Why is the modern notion of a Personal Lord and Savior harmful?

When people attempt to bring God down to their level, nothing good results. If we confuse a personal faith with having a personal God/Lord, we are in a very real way attempting to create the Lord in our own image and likeness. In this scenario, Jesus is no longer God—instead, He becomes our buddy or best friend, and therein lies the problem.

Think of your best friend. If you were committing regular sins (let’s say you’re fornicating), chances are your best friend/buddy will not comment on your sins, they will look the other way. Since Jesus is now considered, by millions, to be their personal Lord and Savior, those people can commit sins freely and feel confident that their personal buddy and best friend (Jesus) will not care and that He will look the other way.

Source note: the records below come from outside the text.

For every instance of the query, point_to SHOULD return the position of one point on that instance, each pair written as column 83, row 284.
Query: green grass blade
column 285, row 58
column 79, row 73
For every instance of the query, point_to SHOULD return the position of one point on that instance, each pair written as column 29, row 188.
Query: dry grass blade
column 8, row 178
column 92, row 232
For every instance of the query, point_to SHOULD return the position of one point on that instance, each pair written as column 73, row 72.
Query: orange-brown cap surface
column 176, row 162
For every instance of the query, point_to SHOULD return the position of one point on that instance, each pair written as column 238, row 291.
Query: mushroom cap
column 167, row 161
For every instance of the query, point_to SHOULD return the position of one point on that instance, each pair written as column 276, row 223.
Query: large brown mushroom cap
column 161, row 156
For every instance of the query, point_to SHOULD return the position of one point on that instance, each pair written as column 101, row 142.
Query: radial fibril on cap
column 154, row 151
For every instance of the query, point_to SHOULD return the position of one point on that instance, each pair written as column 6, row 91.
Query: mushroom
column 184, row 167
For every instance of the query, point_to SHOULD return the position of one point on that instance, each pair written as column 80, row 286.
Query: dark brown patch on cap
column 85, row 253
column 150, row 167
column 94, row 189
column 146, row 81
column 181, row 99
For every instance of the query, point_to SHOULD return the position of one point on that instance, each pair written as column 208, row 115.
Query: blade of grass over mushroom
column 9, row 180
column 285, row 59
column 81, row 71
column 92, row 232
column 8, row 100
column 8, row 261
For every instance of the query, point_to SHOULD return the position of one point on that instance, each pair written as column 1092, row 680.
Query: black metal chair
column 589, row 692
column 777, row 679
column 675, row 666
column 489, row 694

Let’s say you’re a Catholic. Sunday morning comes, and you know the Church mandates that Catholics attend Mass every week and on Holy Days of obligation (Sunday worship fulfills the moral command of the Old Covenant, taking up its rhythm and spirit in the weekly celebration of the Creator and Redeemer of his peopleGO HERE). But, that on that Sunday morning you don’t feel like going because you stayed up late the night before. You choose not to go because you are confident that your best friend/buddy (Jesus) won’t care about your breach of His Commandments and His Church’s mandates—Jesus will look the other way.

Let’s say you don’t feel like getting married. You’re young, and you want to have your freedom, and you want to build a career and experience life but, you also want to be close to the person you love, and you sure do want to enjoy the full spectrum of relations with that person (including sex). So, you and that individual choose to live together outside of marriage. You’re living as a married couple, and you have normal physical relations (fornication). In this scenario, there is no doubt that you love the person you’re living with, and you’re firmly committed to remaining completely faithful to him/her. You figure love is enough and your best friend/buddy (Jesus) will not object to your willful fornication. He will look the other way.

Apply these realities to any other sin (abortion, adultery, etc.). You convince yourself that your personal Lord and Savior—since He is your best friend–will never condemn you for your sins. Those thoughts cause you to avoid turning from your sins in true repentance, for the simple reason that since Jesus is your personal pal, He will not view your actions as sinful. Jesus might look at the sins of “other” people but, He will not consider your acts as sinful because you and the Lord are in a personal, best friend relationship.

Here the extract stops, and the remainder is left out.